As even Ghandi pointed out: Ghandiism would have failed miserably (and messily) against any nation other than the British. It required a nation “civilized” enough and distracted enough by other affairs to not simply meet nonviolence with mass repression.
And, finally, without massive foreign intervention- including weapons, money, a major naval engagement, the risk of total war with a traditional enemy, and men of war from overseas willing to fight and die on our behalf- the American Colonies itself would never have achieved independance.
That is not the failure of WWII, thats the failure of appeasement and pacifism. You can hardly fault the allies for not defeating Germany quickly enough.
Are you serious? WWII cemented America’s status as superpower, was britains finest hour, and the years following the war for both perhaps the most promising and optimistic ever
again, that’s hardly the failure of WWII. If anything its the failure to adequaltely confront communist expansion, or in the case of Vietnam, liberals insistance on surrendering to it.
All of Eastern Europe owes their freedom and democracy to intervention by the United States and Ronald Reagan, and they damn well know and appreciate it.

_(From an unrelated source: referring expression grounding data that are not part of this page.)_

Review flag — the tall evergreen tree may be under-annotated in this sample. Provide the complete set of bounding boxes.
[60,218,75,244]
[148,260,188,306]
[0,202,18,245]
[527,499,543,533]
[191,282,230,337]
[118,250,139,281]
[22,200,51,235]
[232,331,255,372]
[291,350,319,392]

And lets not forget Iran, where Jimmy Carter turned his back on the Shah and the subsequent democratic movement, approving the mullahs rise to power because, afterall, “they’re religious,” he said.
THANKS JIMMY #@%^&*#!!!
Peace through strength baby
It may be striking in one sense, but not in another. Obama seems like a typical product of the movement that believed that wars were not worthy of study–unless, like Vietnam, those wars could be spun or presented in a way to make the U.S.A. seem as evil as possible. So it would hardly surprise me if he’d be clueless about WWII, among many others.
Well said, Kurt, very well said.
Did you all know that WW2 had evidence behind it? That our going into WW2 had nothing to do with any sort of “Bush Doctrine” tactics?
God of Biscuits: I’m sure Saddam nuking NYC would have been evidence too.
The Lesson of WWII was.. take down Hitler before 1939.